"You have an Enhanced IncomeShield Advantage Plan with Plus Rider.
Please refer to
https://www.income.com.sg/insurance...-premium-rates-for-enhanced-incomeshield#main for the premium table of your main policy. You may refer to the cash outlay column for the details.
For your Plus Rider, please refer to
https://www.income.com.sg/insurance...d/details/annual-premium-rates-for-plus-rider. Riders are only payable in cash. "
OK, if you're looking to save some premium dollars here you and/or she might consider:
1. A switch from this base plan to the public hospital B1 ward plan ("Basic").
2. A switch from the "legacy" Plus rider (which provides "zero dollar" coverage) to one of the new rule compliant riders (which caps your annual co-pays for covered services -- and the co-pays can still typically be paid using MediSave if you wish).
Check the premium tables first, of course.
Asking my employer to forget about SRS and just hand over the cash - I like that one! Unfortunately my employer is very conservative and doesn’t like to make any exceptions... but can’t hurt to ask! I think the max is going to be around $30k annually, and I’m only looking at around 4 more years of that before I move back to the US and seems like the SRS has to be kept open for 10 years to avoid penalties - not sure how the 50% tax thing works if not residing in Singapore at the time of withdrawal (nonresident tax rate?).
If (when) you've left Singapore you can withdraw starting 10 years from SRS account opening. You end up paying an effective tax rate of either 11% (half of 22%) or 7.5% (half of the 15% concessionary rate).
From a dollars point of view your employer shouldn't care about where their deposits land.
Current offer I have is from Austin, Texas. I am also exploring options from CA, though the taxes there makes Texas more appealing.
At equal compensation, yes, but that's not usually the case.
Not a big issue in my case, I have closed out all my unit trust positions last year, and will only likely start to build a tiny portfolio of some SG stocks in the coming months.
Caution: Many individual SGX-listed stocks are clearly PFICs, too. To pick just a few examples, CapitaLand, Jardine Matheson, and SPH sure look to me like they're PFICs as the IRS defines them.
The individual bank stocks (DBS, OCBC, UOB) look like they're exempted from those PFIC-related rules.

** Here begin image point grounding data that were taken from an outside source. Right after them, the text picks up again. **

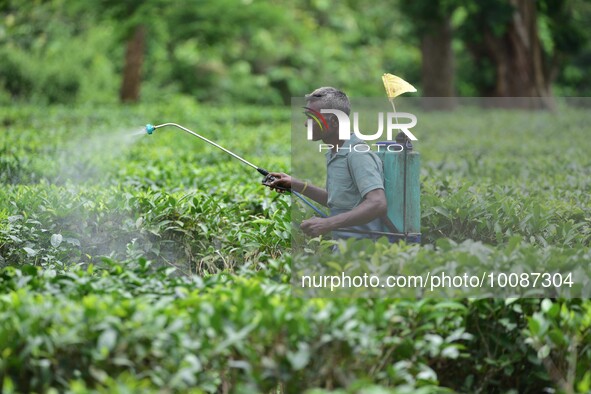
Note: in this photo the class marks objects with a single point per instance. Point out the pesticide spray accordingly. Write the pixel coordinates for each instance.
(394, 86)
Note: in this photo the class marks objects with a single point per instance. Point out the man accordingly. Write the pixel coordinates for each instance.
(354, 182)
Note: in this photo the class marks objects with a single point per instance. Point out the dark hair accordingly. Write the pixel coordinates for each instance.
(330, 98)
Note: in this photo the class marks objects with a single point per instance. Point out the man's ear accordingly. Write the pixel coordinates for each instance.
(333, 121)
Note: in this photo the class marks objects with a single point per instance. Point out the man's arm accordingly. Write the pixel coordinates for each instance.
(315, 193)
(373, 206)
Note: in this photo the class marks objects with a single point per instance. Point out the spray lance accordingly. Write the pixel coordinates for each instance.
(268, 178)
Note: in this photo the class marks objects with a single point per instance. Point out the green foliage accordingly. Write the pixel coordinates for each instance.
(150, 263)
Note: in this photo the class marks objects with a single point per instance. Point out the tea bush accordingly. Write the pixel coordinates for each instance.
(156, 263)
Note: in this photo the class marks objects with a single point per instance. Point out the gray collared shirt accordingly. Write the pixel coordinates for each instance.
(352, 172)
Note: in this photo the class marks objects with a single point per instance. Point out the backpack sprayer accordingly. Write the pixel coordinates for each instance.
(401, 176)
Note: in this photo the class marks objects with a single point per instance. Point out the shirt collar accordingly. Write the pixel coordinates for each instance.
(343, 149)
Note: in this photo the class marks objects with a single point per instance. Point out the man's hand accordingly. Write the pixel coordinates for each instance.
(316, 226)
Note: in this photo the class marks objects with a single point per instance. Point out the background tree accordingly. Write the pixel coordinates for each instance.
(506, 35)
(431, 24)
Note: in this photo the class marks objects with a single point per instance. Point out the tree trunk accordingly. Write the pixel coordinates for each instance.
(134, 58)
(517, 56)
(437, 69)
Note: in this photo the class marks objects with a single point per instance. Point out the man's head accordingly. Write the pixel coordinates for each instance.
(327, 98)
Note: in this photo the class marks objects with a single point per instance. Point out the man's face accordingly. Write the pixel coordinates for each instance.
(318, 132)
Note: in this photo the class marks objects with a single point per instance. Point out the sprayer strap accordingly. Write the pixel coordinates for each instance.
(385, 219)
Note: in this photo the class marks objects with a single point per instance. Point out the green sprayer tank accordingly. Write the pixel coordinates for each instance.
(402, 186)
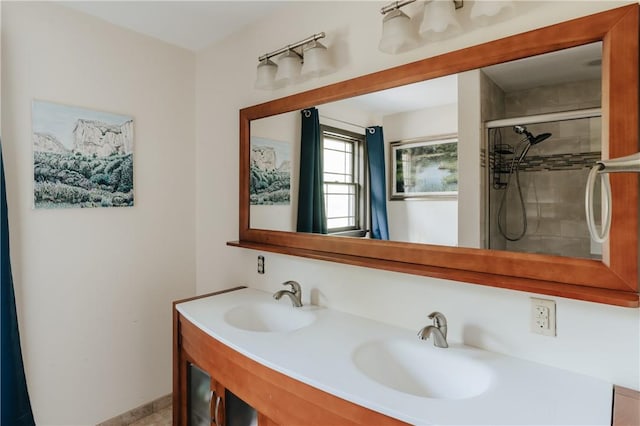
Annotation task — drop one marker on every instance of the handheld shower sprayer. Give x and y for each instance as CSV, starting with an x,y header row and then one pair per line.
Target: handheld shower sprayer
x,y
527,142
630,164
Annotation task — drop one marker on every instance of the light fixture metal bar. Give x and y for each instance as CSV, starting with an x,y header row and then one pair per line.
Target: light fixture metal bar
x,y
395,5
398,4
293,46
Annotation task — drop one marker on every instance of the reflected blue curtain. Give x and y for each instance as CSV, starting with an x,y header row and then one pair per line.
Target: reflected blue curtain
x,y
15,407
377,183
311,211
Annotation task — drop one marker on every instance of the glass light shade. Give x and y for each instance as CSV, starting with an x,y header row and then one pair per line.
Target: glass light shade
x,y
439,20
289,67
266,74
485,12
316,60
398,35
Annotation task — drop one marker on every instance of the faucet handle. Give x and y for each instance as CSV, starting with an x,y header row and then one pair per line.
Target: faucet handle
x,y
440,321
295,287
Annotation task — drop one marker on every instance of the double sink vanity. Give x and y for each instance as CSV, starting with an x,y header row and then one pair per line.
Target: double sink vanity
x,y
313,365
243,358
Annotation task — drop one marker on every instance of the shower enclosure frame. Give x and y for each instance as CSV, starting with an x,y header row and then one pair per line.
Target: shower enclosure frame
x,y
510,122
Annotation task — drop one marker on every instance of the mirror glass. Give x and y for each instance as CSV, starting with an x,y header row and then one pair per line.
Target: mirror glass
x,y
520,139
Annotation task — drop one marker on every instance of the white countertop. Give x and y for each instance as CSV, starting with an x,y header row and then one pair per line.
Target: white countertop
x,y
321,355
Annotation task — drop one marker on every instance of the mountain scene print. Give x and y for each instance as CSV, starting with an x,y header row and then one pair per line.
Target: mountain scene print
x,y
270,181
81,157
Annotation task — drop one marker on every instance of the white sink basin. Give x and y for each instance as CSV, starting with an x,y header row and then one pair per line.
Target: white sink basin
x,y
420,369
268,317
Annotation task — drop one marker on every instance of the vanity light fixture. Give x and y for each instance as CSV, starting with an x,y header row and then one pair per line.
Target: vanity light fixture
x,y
297,61
439,20
399,34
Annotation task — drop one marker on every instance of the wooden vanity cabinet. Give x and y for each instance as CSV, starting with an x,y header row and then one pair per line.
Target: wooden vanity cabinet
x,y
281,400
278,399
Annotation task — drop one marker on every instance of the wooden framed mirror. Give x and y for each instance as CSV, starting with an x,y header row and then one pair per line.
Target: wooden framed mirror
x,y
611,280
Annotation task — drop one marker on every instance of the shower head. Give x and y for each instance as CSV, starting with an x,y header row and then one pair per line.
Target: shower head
x,y
541,137
521,130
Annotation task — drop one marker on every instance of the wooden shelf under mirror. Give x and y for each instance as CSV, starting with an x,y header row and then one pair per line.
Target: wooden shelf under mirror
x,y
612,280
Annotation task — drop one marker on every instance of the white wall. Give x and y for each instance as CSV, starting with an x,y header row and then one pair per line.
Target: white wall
x,y
595,339
94,286
423,221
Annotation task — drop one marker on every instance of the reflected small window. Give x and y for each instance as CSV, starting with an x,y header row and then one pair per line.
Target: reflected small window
x,y
343,179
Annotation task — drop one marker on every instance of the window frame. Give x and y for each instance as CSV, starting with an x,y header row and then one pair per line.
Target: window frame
x,y
360,179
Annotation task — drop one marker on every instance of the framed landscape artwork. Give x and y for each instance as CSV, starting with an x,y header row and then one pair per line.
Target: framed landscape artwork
x,y
81,157
424,168
270,182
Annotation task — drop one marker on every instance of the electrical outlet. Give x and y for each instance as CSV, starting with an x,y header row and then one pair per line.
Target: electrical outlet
x,y
543,316
261,264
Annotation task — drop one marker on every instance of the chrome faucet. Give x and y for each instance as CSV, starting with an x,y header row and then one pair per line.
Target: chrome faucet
x,y
438,330
295,294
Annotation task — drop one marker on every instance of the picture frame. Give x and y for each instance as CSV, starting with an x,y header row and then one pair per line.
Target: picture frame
x,y
270,182
424,168
82,157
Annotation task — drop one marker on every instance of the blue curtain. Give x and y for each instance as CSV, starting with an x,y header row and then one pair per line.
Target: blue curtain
x,y
311,212
15,407
377,183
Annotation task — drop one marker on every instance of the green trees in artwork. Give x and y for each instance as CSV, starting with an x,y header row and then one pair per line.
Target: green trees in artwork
x,y
269,186
77,179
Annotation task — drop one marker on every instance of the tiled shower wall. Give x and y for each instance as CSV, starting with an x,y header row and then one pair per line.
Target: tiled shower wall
x,y
554,173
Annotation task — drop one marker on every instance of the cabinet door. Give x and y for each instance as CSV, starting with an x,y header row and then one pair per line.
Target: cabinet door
x,y
237,412
199,396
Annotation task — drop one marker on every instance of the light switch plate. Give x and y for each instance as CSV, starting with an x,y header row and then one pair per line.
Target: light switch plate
x,y
543,316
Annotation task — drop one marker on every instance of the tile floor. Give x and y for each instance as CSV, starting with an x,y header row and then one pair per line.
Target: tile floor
x,y
159,418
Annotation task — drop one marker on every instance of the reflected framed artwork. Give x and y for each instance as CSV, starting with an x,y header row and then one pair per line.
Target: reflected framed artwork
x,y
424,168
270,182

PS: On eventual taxes, like say (major if scenario), I work in US for 5 years and build up a tiny IRA account, eg $19,000 x5 years, so about $95,000 discounting appreciation/interest/co-contribution from co & what-so-ever.

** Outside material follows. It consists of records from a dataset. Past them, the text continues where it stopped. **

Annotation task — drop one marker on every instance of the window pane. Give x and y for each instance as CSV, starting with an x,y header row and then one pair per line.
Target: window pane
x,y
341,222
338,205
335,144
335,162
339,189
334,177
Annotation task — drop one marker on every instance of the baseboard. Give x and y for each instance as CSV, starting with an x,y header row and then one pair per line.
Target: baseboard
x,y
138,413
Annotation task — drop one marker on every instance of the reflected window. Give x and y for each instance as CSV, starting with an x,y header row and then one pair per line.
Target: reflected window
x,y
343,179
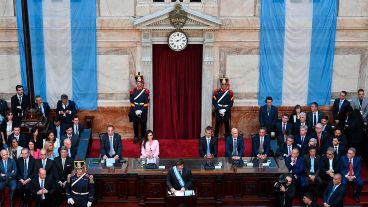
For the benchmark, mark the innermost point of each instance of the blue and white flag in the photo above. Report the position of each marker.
(297, 43)
(63, 45)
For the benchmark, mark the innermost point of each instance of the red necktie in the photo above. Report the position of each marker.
(350, 168)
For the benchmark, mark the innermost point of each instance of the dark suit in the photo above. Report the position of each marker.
(256, 144)
(336, 111)
(105, 145)
(229, 146)
(309, 117)
(61, 175)
(279, 132)
(308, 166)
(172, 181)
(10, 177)
(325, 166)
(303, 145)
(19, 112)
(22, 141)
(22, 174)
(44, 109)
(268, 119)
(49, 167)
(336, 199)
(203, 146)
(298, 171)
(74, 138)
(49, 185)
(80, 129)
(344, 169)
(283, 149)
(67, 119)
(55, 131)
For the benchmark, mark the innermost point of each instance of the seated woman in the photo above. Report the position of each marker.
(150, 146)
(15, 150)
(51, 152)
(33, 151)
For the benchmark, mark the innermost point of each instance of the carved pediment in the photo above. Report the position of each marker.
(160, 20)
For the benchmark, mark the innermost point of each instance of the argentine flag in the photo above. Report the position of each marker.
(297, 43)
(63, 44)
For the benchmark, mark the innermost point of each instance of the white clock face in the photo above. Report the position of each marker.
(178, 41)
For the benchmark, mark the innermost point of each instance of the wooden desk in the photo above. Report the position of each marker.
(132, 185)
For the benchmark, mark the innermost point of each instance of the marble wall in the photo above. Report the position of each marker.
(234, 50)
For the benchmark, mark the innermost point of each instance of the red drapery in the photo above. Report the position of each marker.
(177, 83)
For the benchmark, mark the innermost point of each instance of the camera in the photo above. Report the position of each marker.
(282, 181)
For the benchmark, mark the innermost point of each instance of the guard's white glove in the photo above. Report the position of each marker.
(71, 201)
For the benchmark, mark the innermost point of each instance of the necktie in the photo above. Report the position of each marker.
(208, 146)
(25, 173)
(350, 167)
(333, 189)
(5, 166)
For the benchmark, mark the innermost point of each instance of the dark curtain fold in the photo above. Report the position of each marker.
(177, 83)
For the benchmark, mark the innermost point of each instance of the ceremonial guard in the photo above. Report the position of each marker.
(80, 188)
(222, 100)
(139, 100)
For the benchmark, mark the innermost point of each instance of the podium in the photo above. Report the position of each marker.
(181, 200)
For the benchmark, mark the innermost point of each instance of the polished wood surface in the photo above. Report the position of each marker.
(129, 184)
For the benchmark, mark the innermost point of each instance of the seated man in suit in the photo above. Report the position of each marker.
(26, 165)
(261, 144)
(268, 115)
(339, 150)
(295, 165)
(329, 164)
(57, 128)
(63, 168)
(111, 146)
(302, 139)
(286, 148)
(301, 123)
(42, 188)
(326, 127)
(66, 110)
(21, 138)
(69, 135)
(283, 128)
(311, 163)
(179, 178)
(339, 106)
(334, 194)
(208, 144)
(45, 163)
(43, 107)
(314, 116)
(350, 170)
(71, 151)
(8, 175)
(322, 138)
(234, 145)
(19, 104)
(77, 127)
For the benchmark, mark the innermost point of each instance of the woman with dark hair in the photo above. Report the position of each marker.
(6, 128)
(295, 116)
(150, 146)
(38, 141)
(35, 152)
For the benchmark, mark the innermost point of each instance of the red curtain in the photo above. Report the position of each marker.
(177, 86)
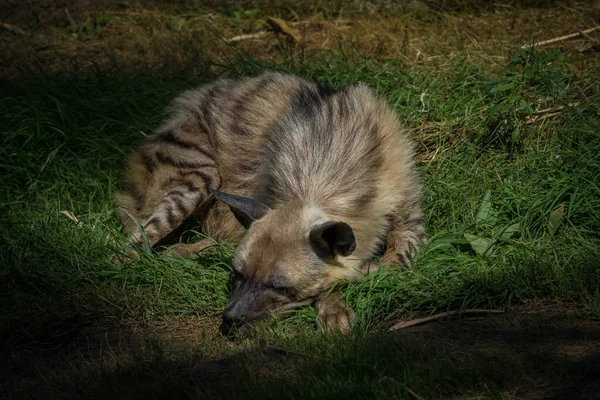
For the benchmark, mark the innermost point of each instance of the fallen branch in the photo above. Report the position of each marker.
(536, 118)
(420, 321)
(239, 38)
(413, 394)
(296, 353)
(561, 38)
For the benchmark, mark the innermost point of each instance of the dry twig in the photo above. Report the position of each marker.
(561, 38)
(239, 38)
(419, 321)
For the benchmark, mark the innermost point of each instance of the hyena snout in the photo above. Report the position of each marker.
(248, 303)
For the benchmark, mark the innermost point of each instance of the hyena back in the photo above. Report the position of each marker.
(317, 181)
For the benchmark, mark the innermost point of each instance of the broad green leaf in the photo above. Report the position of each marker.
(480, 244)
(556, 217)
(486, 214)
(502, 88)
(508, 231)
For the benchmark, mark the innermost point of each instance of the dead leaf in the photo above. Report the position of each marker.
(280, 26)
(70, 215)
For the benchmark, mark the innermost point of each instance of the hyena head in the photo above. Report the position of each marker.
(286, 259)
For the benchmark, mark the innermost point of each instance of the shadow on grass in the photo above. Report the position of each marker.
(542, 352)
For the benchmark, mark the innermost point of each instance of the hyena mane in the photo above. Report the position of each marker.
(310, 182)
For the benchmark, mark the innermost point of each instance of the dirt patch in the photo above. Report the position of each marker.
(557, 344)
(557, 347)
(68, 36)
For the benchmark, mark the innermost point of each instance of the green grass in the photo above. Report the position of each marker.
(511, 210)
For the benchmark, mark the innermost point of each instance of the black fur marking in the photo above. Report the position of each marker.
(181, 209)
(333, 238)
(171, 218)
(245, 209)
(153, 221)
(206, 179)
(176, 192)
(165, 159)
(148, 162)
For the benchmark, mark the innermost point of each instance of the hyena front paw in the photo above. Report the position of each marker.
(186, 250)
(333, 315)
(407, 247)
(128, 255)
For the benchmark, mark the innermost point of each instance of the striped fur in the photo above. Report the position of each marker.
(308, 153)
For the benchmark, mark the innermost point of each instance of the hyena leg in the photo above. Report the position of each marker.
(178, 203)
(404, 238)
(186, 250)
(333, 315)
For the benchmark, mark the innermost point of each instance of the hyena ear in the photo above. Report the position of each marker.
(331, 239)
(245, 209)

IRA, no. The limit is US$6,000 per person (2019 figure, assuming you will be under 50 years of age for all of 2019). Potentially US$12,000 per couple (same year/age) if you can figure out how to get an IRA custodian to open an account for a non-resident alien spouse who has made a Section 6013(g) election and files a joint tax return.
The IRA is
in addition to your 401(k). Max out your employer's matching funds into your 401(k) first, then if you can afford more drive both -- to their maximums if allowed. I suggest Roth 401(k) and Roth IRA if you plan to retire in Singapore. Some employers don't offer Roth 401(k)s, so in that case you'd max out your employer's match to a Traditional 401(k) first, then max out your Roth IRA, then your employer's Traditional 401(k), in that order.

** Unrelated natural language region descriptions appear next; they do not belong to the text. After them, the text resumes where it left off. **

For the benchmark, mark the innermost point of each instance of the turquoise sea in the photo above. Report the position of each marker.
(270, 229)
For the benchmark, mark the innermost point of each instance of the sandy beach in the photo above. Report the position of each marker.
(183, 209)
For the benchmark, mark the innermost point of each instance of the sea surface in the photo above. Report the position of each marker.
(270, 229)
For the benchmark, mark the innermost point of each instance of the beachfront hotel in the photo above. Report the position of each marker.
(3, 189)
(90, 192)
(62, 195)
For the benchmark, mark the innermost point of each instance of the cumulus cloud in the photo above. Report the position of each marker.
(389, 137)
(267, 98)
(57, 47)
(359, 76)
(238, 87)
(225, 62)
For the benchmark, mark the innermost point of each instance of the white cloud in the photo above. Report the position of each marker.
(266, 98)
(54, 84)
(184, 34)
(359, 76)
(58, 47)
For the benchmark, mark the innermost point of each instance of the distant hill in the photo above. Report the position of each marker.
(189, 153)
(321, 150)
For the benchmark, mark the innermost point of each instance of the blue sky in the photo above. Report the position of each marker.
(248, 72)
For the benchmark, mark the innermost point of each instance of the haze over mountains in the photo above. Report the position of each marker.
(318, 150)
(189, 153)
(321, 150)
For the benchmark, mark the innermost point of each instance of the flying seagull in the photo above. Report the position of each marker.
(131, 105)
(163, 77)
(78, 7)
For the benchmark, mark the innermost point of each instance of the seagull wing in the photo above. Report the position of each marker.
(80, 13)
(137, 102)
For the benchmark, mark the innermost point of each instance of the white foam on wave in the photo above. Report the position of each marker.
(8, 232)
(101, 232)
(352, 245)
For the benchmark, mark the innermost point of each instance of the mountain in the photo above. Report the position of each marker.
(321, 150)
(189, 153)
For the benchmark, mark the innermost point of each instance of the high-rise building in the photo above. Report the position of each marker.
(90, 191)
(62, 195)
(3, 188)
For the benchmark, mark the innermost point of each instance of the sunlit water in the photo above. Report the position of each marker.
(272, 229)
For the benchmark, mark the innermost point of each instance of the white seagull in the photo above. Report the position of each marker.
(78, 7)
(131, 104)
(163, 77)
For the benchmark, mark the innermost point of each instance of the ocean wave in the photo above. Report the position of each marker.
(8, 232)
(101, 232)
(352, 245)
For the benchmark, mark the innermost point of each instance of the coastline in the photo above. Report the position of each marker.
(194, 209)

If your earnings are "too high" to contribute to a Roth IRA then there's a workaround for that. Ask if that "problem" applies.
Fast forward to when I am 60 years old but residing outside US, and I start receiving payouts from IRA..... Do I have to file income tax with US every year? (submitting also my CPF (after 65) allowance/dividend in SG stocks etc)
The short answer is yes, I believe so. Let's assume you're living in Singapore when you make a qualified withdrawal. You'll make the withdrawal, and the custodian will withhold 30% as I understand it. Then you file IRS Form 1040NR (a non-resident tax return) to claim back all of the withholding if it's a Roth 401(k) and/or Roth IRA distribution -- and assuming the distribution is qualified (you're old enough, basically).
But you only have to do that in the year(s) when you withdraw. A 401(k) has required minimum distributions (RMDs) starting at age 70 1/2, but there's a workaround for that if it's a Roth 401(k): roll it over to your Roth IRA when you're allowed.
....And I might be mistaken. If your custodian doesn't withhold, and if it's a qualified distribution from a Roth 401(k) or Roth IRA (i.e. zero tax owed), then you might be off the hook in filing.
It's helpful to maintain a U.S. bank or U.S. credit union account for these and other purposes, and of course you'll have that opportunity, to open a low cost/fabulous U.S. account and keep it. A Schwab One brokerage account (with its fabulous debit/ATM card) would be on my short list, for example. Though I'd skip the Schwab Bank account since that one won't survive your exit from the U.S.